Universität KonstanzExzellenzcluster: Kulturelle Grundlagen von Integration

Europeanization, Multiple Modernities and Collective Identities

Religion, nation and ethnicity in an enlarged Europe

PD Dr. Willfried Spohn

Abstract

My core research within the Constance Center of Excellence consists of the research project: “Europeanization, Multiple Modernities and Collective Identities – Religion, Nation and Ethnicity in an Enlarged Europe.” In following a multiple modernities perspective based on S. Eisenstadt’s comparative-civilizational approach, this project aims at a historical-comparative and sociological-empirical analysis of central dimensions of the conflictive process of European cultural integration in the context of the present eastern and southeastern enlargement of the European Union. The historical-comparative sociological research focuses on the factor of religion and its role in the formation of collective identities (national, ethnic, and European) in eight Western and Eastern European countries (Great Britain, France, Germany, Austria, Poland, Romania, Greece and Turkey) as well as its impacts on the cultural integration of an enlarging Europe. The research project consists of two main research stages. In a first stage, the developmental configurations of religion and collective identities in their national, ethnic, European and inter-civilizational components within the context of state formation, nation-building, religious development and secularization processes are systematically compared in selected countries from a long-term perspective in the 19th and 20th centuries. In a second stage, the transformations of these historical configurations of religion and collective identities in these countries within the context of the EU eastern enlargement since 1989-91 are empirically investigated in an exemplary-explorative manner with respect to political,.cultural and religious elites as these relate in the public sphere to media and societal attitudes within public opinion.

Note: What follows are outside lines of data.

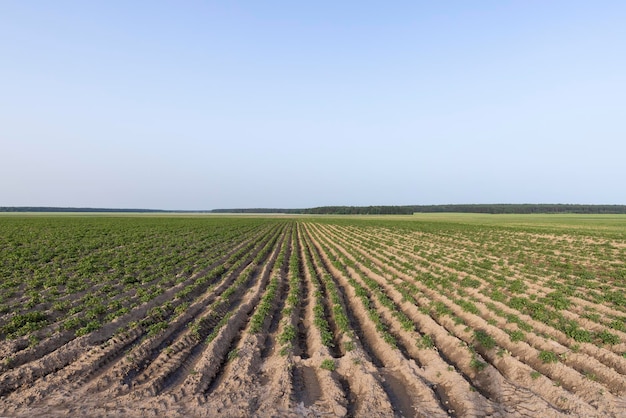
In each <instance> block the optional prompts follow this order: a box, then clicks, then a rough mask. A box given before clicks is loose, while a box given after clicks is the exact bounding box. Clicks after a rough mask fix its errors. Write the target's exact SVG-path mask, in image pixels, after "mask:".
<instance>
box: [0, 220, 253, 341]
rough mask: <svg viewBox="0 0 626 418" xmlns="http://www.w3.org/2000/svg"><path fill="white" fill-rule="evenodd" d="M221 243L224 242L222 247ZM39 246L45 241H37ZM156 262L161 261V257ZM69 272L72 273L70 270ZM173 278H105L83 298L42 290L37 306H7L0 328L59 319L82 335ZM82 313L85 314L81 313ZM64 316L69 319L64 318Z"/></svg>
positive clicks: (17, 336)
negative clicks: (118, 279) (38, 301)
mask: <svg viewBox="0 0 626 418" xmlns="http://www.w3.org/2000/svg"><path fill="white" fill-rule="evenodd" d="M258 229H259V230H260V231H259V232H261V231H262V229H261V228H258ZM259 232H257V233H259ZM228 235H229V237H227V239H226V240H222V243H219V242H216V244H218V245H216V248H217V249H220V250H227V248H228V247H224V245H226V244H228V245H230V246H232V245H233V244H235V243H236V242H237V241H236V239H237V236H234V237H233V236H232V235H230V233H229V234H228ZM259 236H260V235H259ZM233 238H235V239H233ZM224 242H225V243H226V244H224ZM61 244H62V243H61ZM155 244H156V243H155V242H152V245H155ZM219 244H222V245H221V246H220V245H219ZM38 245H43V244H42V243H38ZM204 245H206V246H207V250H209V249H210V248H209V246H210V245H211V244H210V243H209V242H204ZM145 255H147V254H145ZM217 256H219V254H215V255H214V256H213V257H212V259H213V260H215V257H217ZM156 261H157V262H158V260H156ZM36 267H37V265H33V268H36ZM66 274H71V272H68V273H66ZM172 279H173V276H171V275H164V276H159V277H155V278H154V280H152V281H151V282H147V283H135V284H132V285H131V284H125V285H123V287H122V286H120V283H119V281H116V280H115V278H114V277H111V278H102V280H101V281H100V282H98V283H96V284H93V282H92V285H91V289H90V291H89V292H88V293H86V294H84V295H83V296H82V297H80V298H77V297H76V296H75V295H76V294H78V295H80V294H81V293H85V292H84V291H81V292H78V293H76V292H75V293H73V294H72V293H69V294H67V295H65V296H61V295H60V294H59V295H55V296H51V295H50V294H47V293H45V292H42V294H41V295H40V296H39V297H38V298H39V303H38V304H36V305H34V306H33V305H30V304H28V303H27V304H21V305H19V307H15V308H13V305H11V307H10V308H8V310H9V311H10V312H9V313H8V314H7V315H4V316H3V317H2V319H0V323H2V322H3V323H2V324H1V328H0V329H1V330H2V333H3V334H4V335H5V336H6V337H9V338H15V337H19V336H21V335H28V334H31V333H32V332H34V331H36V330H38V329H41V328H43V327H46V326H47V325H48V324H54V323H57V322H60V323H61V324H62V325H61V327H60V329H74V330H79V331H78V333H79V335H80V334H82V333H85V332H89V331H91V330H93V329H96V328H97V327H98V326H97V323H98V322H101V321H102V320H104V321H111V320H113V319H115V318H116V317H118V316H121V315H124V314H125V313H127V312H128V311H129V310H131V309H132V308H134V307H135V306H138V305H139V304H141V303H146V302H148V301H150V300H151V299H153V298H154V297H156V296H158V295H160V294H161V293H162V292H163V291H164V289H167V288H169V287H171V286H172V285H173V280H172ZM87 283H89V282H87ZM14 302H16V303H17V302H23V300H20V299H17V300H16V301H14ZM79 313H81V314H82V315H78V314H79ZM64 317H66V318H67V319H64ZM85 320H87V321H85ZM85 327H86V328H85Z"/></svg>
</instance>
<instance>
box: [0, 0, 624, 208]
mask: <svg viewBox="0 0 626 418" xmlns="http://www.w3.org/2000/svg"><path fill="white" fill-rule="evenodd" d="M625 22H626V2H624V1H612V2H611V1H543V0H542V1H526V0H524V1H522V0H519V1H472V2H470V1H421V2H418V1H406V2H383V1H379V2H372V1H344V2H337V1H309V2H302V1H248V2H231V1H221V2H215V1H181V2H175V1H168V2H164V1H143V2H142V1H99V2H96V1H71V2H70V1H60V0H57V1H18V0H15V1H2V2H0V179H1V180H0V206H80V207H83V206H90V207H117V208H163V209H212V208H227V207H285V208H297V207H312V206H322V205H384V204H389V205H401V204H440V203H607V204H625V203H626V23H625Z"/></svg>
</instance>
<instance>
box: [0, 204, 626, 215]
mask: <svg viewBox="0 0 626 418" xmlns="http://www.w3.org/2000/svg"><path fill="white" fill-rule="evenodd" d="M0 212H94V213H98V212H102V213H111V212H129V213H199V212H200V213H284V214H305V215H307V214H308V215H411V214H413V213H436V212H458V213H493V214H497V213H519V214H522V213H578V214H611V213H612V214H620V213H621V214H626V205H573V204H477V205H409V206H321V207H317V208H309V209H276V208H273V209H270V208H250V209H213V210H200V211H198V210H189V211H187V210H170V211H168V210H158V209H106V208H59V207H27V206H21V207H0Z"/></svg>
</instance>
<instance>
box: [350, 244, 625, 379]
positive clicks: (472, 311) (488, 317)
mask: <svg viewBox="0 0 626 418" xmlns="http://www.w3.org/2000/svg"><path fill="white" fill-rule="evenodd" d="M360 241H362V240H360ZM378 253H380V249H379V250H378ZM371 255H372V257H375V255H374V252H372V253H371ZM405 288H410V286H405ZM431 289H432V290H433V291H435V292H437V293H440V294H443V295H446V292H442V290H441V289H438V288H431ZM405 293H406V292H405ZM447 295H448V297H449V298H450V299H451V300H454V295H451V294H450V293H449V292H447ZM450 299H449V300H450ZM457 302H458V300H457ZM461 306H462V307H463V308H464V309H463V310H465V311H469V313H471V314H473V315H476V316H477V317H485V318H488V319H487V321H488V324H491V325H496V321H495V320H494V319H493V318H491V319H489V315H485V313H484V312H480V311H479V310H478V309H477V308H476V306H475V305H473V304H461ZM432 308H435V309H432ZM425 312H428V309H427V310H426V311H425ZM431 314H433V315H434V317H438V316H439V317H440V316H442V315H452V311H451V310H450V309H449V308H447V307H446V306H445V305H444V304H441V303H440V302H436V303H435V304H434V306H433V305H431ZM509 315H511V314H510V313H509ZM455 323H456V324H457V325H459V324H462V323H463V322H462V321H459V322H457V321H456V318H455ZM467 330H468V328H466V331H467ZM510 336H511V341H513V342H515V341H520V340H521V338H520V337H524V335H523V334H521V336H520V335H519V334H518V333H517V332H512V333H510ZM460 337H462V336H460ZM479 337H480V336H474V340H480V338H479ZM534 341H537V342H539V341H540V340H534ZM540 346H541V347H543V348H538V350H539V351H538V357H539V358H540V359H541V360H542V362H544V363H545V359H547V358H553V357H554V356H555V355H556V354H554V353H552V352H551V351H550V350H547V349H545V347H547V346H548V344H541V345H540ZM509 348H511V349H514V348H515V346H509ZM551 353H552V354H554V355H551ZM561 357H562V361H566V360H567V357H565V356H561ZM561 357H559V358H561ZM613 360H615V359H613ZM567 363H568V364H569V365H570V366H572V367H574V368H576V369H577V370H579V371H580V372H581V373H583V374H584V375H585V376H587V375H600V374H601V373H602V374H604V375H605V376H607V380H612V381H614V382H617V381H619V379H620V378H619V377H618V376H616V375H615V373H614V372H612V371H611V370H610V369H607V368H606V367H605V366H601V365H600V364H597V365H596V366H591V365H589V366H587V365H583V364H581V363H579V362H576V361H569V360H568V361H567ZM475 365H479V364H478V363H477V362H476V363H475ZM589 367H595V370H598V371H599V372H598V373H597V374H596V373H595V372H589V371H588V370H587V369H588V368H589ZM542 370H543V371H544V372H550V371H551V370H550V369H548V370H547V371H546V369H545V368H543V369H542ZM590 373H591V374H590ZM618 387H619V385H613V386H612V390H618V389H616V388H618Z"/></svg>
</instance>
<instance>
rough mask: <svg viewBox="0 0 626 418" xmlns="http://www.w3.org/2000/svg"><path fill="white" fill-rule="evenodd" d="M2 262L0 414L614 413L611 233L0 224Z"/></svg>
mask: <svg viewBox="0 0 626 418" xmlns="http://www.w3.org/2000/svg"><path fill="white" fill-rule="evenodd" d="M0 260H1V261H0V278H1V281H0V338H1V340H0V353H2V358H1V359H0V360H1V361H0V395H2V401H0V413H2V414H8V415H24V416H27V415H29V414H30V415H32V414H36V413H44V412H46V411H48V409H46V408H54V409H50V410H55V411H59V410H61V411H65V412H69V411H74V412H76V410H75V409H72V408H73V407H72V405H76V404H82V403H84V402H86V400H87V399H90V402H93V399H98V402H99V403H98V408H99V409H98V411H99V412H98V414H101V415H106V414H110V413H113V414H115V413H121V412H122V409H120V408H122V407H123V406H128V407H130V406H131V405H134V406H135V407H136V408H139V409H138V410H139V411H144V412H145V413H146V414H149V413H154V414H157V415H158V414H160V413H165V412H166V411H167V412H168V413H170V414H174V415H185V414H191V415H199V416H202V415H207V416H208V415H210V413H211V411H215V410H220V411H222V412H225V413H226V412H227V413H231V414H235V415H248V414H251V413H252V412H253V411H256V410H257V409H254V408H258V410H259V411H261V412H259V413H261V414H263V413H269V411H272V408H278V410H282V411H292V410H294V408H297V407H298V405H303V408H305V409H306V410H307V411H309V412H311V413H320V414H322V413H333V414H336V415H342V414H343V415H355V416H359V415H363V414H366V413H367V412H368V411H371V410H373V409H372V408H375V410H376V411H379V412H380V414H381V415H390V414H391V415H396V416H400V415H402V416H420V415H425V416H440V415H441V416H445V415H458V416H482V415H487V414H491V415H494V416H498V415H500V416H507V414H508V413H509V412H511V411H516V412H520V413H521V412H522V411H527V410H531V409H532V410H533V411H535V412H536V415H537V416H551V415H559V414H562V413H569V414H573V415H577V416H623V414H624V413H626V400H625V392H626V216H625V215H483V214H415V215H412V216H411V215H408V216H298V215H275V216H267V215H262V216H261V215H238V216H225V215H194V214H181V215H164V214H147V215H142V214H131V215H128V214H106V215H93V214H54V215H50V214H36V215H35V214H3V215H0ZM251 376H252V377H251ZM64 382H65V383H64ZM242 382H243V383H242ZM363 382H368V383H367V384H366V385H365V386H364V385H363ZM238 394H239V395H238ZM59 399H65V400H64V401H60V400H59ZM251 399H257V400H256V401H254V402H255V403H254V404H253V403H252V401H251ZM142 402H143V403H142ZM59 408H60V409H59ZM142 408H143V409H142ZM220 408H222V409H220ZM281 408H282V409H281ZM150 411H152V412H150ZM172 411H177V412H176V413H174V412H172ZM337 411H339V412H337ZM507 411H508V412H507ZM82 413H86V411H85V410H83V411H82Z"/></svg>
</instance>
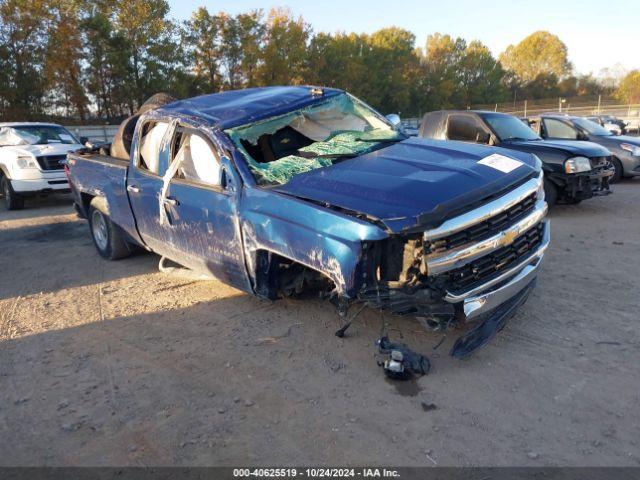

This research in Constance represents, on the one hand, a theoretical-methodological, secondary-analytical and empirical-explorative preparation of a planned international research project (with professors Wolfgang Knöbl and Matthias König, University of Göttingen) with the same topic, submitted in July 2007 to the Volkswagen Research Foundation within the program unit “Diversity and Unity of Europe“; it is supposed to start after a hopefully positive decision in autumn 2008. On the other hand, the research in Constance provides the material basis for the preparation of a book manuscript, “European Multiple Modernities, Religion and Collective Identities,“ which assembles theoretical and historical-sociological comparative studies on European cultural integration and should to be completed during the stay in Constance. Finally, I intend to make some progress in preparing with Johann Arnason (Prague) a joint book manuscript, “Nations, Nationalisms and National Identities – A Comparative-Civilizational Perspective.”